Posted by Ace Midnight
Between sanity and madness
Member since Dec 2006
89622 posts
Posted on 4/1/24 at 1:25 pm to
quote:

Even a small town lawyer with his own firm billing at $150/hour would easily hit that billing 1500 hours a year.


That's not the way it works. Assume a non-BR or New Orleans defense firm. Bill 1500 at $150. That's $225k, right? A full third of that goes right to overhead. If an associate, another 1/3 goes to the partners. Now, the partners (again, assume 6 or 7 out of 20 attorneys) will get a third of their own receipts, maybe at a little bump in rate, plus the profit sharing. Associates might get a bonus for getting over $225k (assuming your numbers and it fits the business model). So you have about 14 associates in this hypothetical firm making $100k or less.

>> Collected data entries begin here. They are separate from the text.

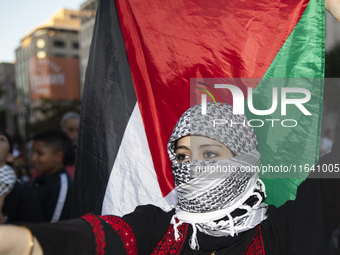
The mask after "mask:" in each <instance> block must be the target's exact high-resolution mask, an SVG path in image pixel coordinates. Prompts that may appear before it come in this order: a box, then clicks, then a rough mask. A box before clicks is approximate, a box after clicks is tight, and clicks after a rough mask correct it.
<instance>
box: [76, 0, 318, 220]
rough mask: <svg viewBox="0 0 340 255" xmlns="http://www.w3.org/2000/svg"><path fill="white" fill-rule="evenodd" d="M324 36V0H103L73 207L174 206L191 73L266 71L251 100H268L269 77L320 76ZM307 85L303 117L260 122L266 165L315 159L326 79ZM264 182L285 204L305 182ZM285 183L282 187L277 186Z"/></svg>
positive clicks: (251, 75)
mask: <svg viewBox="0 0 340 255" xmlns="http://www.w3.org/2000/svg"><path fill="white" fill-rule="evenodd" d="M323 45H324V4H323V2H322V1H321V0H311V1H308V0H291V1H273V0H257V1H238V0H228V1H226V0H225V1H222V0H214V1H197V0H186V1H183V0H182V1H180V0H170V1H166V2H164V1H159V0H143V1H141V0H116V1H112V0H100V1H99V5H98V12H97V17H96V25H95V29H94V35H93V40H92V45H91V54H90V59H89V63H88V68H87V72H86V82H85V88H84V92H83V102H82V110H81V123H80V133H79V139H78V150H77V160H76V173H75V186H76V187H75V192H74V211H73V214H74V216H79V215H82V214H84V213H87V212H90V211H92V212H95V213H99V214H100V213H102V214H116V215H122V214H125V213H128V212H131V211H132V210H133V209H134V208H135V206H136V205H138V204H147V203H152V204H155V205H157V206H160V207H162V208H164V209H169V208H170V206H171V205H173V204H175V203H176V194H175V192H174V182H173V177H172V174H171V164H170V161H169V159H168V156H167V153H166V143H167V141H168V138H169V136H170V134H171V132H172V129H173V127H174V125H175V123H176V121H177V120H178V118H179V117H180V116H181V114H182V113H183V112H184V111H185V110H186V109H187V108H188V107H189V106H190V79H191V78H249V79H250V78H260V79H261V78H264V79H262V80H261V82H260V83H259V84H258V85H256V86H254V91H253V98H254V100H255V98H257V100H259V101H258V102H255V101H254V105H255V104H256V105H257V107H258V106H259V105H260V107H264V108H263V109H268V108H270V104H271V102H270V98H271V95H272V89H271V87H272V86H273V85H271V84H268V82H265V80H266V79H267V78H322V77H323V66H324V52H323V48H324V47H323ZM308 84H309V85H308ZM308 84H307V87H306V89H308V90H309V91H310V92H311V94H312V98H311V100H310V101H309V102H308V104H307V105H305V107H306V108H308V109H309V110H310V112H312V117H310V118H308V119H303V120H302V122H301V123H302V124H303V125H302V126H301V127H300V126H299V127H298V128H297V129H289V130H287V129H286V130H285V129H282V128H278V129H265V128H263V129H257V130H256V132H257V136H258V139H259V141H260V147H259V149H260V152H261V154H262V157H263V158H262V160H261V163H263V164H269V163H275V164H280V163H282V162H284V163H286V164H288V163H289V164H306V163H308V164H314V163H315V159H316V157H317V154H318V136H319V132H320V118H321V117H320V111H321V108H320V100H321V99H320V98H321V97H322V91H323V85H322V82H321V79H319V80H316V81H313V82H312V83H310V82H308ZM310 84H313V85H310ZM280 86H281V87H284V86H285V85H284V84H282V85H280ZM310 107H311V109H310ZM247 114H248V117H249V118H251V117H252V116H251V112H247ZM275 114H276V113H274V115H273V116H272V117H277V116H275ZM300 115H301V114H300ZM300 115H299V116H295V117H296V118H298V117H301V116H300ZM302 117H303V116H302ZM300 131H301V132H302V133H300ZM292 157H293V159H292ZM273 160H274V161H275V162H273ZM265 181H266V182H267V192H268V193H269V194H268V195H269V198H270V197H274V199H272V200H270V199H269V202H270V203H273V202H274V203H276V204H280V203H282V202H283V201H285V200H287V199H289V198H293V197H294V195H293V194H294V193H295V189H294V188H296V185H297V183H298V182H300V181H301V180H299V179H288V180H287V179H266V180H265ZM280 188H281V190H285V193H284V194H280V195H281V196H277V195H275V192H276V191H278V190H279V189H280ZM287 190H288V191H287ZM280 193H282V192H281V191H280Z"/></svg>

ETA Your comment was a solo firm billing $150. Sorry to have gotten into firm economics. Assuming the attorney runs a very lean operation, rent, staff, Westlaw, insurance, etc., are going to bite off 40% of receipts ... easily. And, assuming this is mainly domestic or other boutique practice, business and getting bills paid will present unique challenges. My firm economics from above are the majority of billable firms, ie insurance defense.
This post was edited on 4/1/24 at 1:47 pm
Posted by SlowFlowPro
Simple Solutions to Complex Probs
Member since Jan 2004
423547 posts
Posted on 4/1/24 at 2:10 pm to
quote:

Even a small town lawyer with his own firm billing at $150/hour would easily hit that billing 1500 hours a year.

That's 225k gross.

For a small town attorney to bill 1500, you're likely looking at a receptionist and secretary/paralegal. Assuming he's not shady and doesn't make them ICs, that's 70-90k in terms of salary, employer taxes, WC, etc.

Right there with no overhead, you're at 135-150k.

Then there is malpractice (3k), rent (12-30k), supplies, CLEs, equipment, etc.

That's also assuming you're paid 100% on those 1500 hours and I would imagine actual collection for a small firm would turn 1500 billed hours into 1200-1300 paid hours in the best year.

*ETA: 1500 hours/year is also generous. I made a comment in a CLE a year or 2 ago that the city of Jennings has almost no lawyers who are not taking government money (DA salary, PD salary, PD contract, judge, etc.) to survive.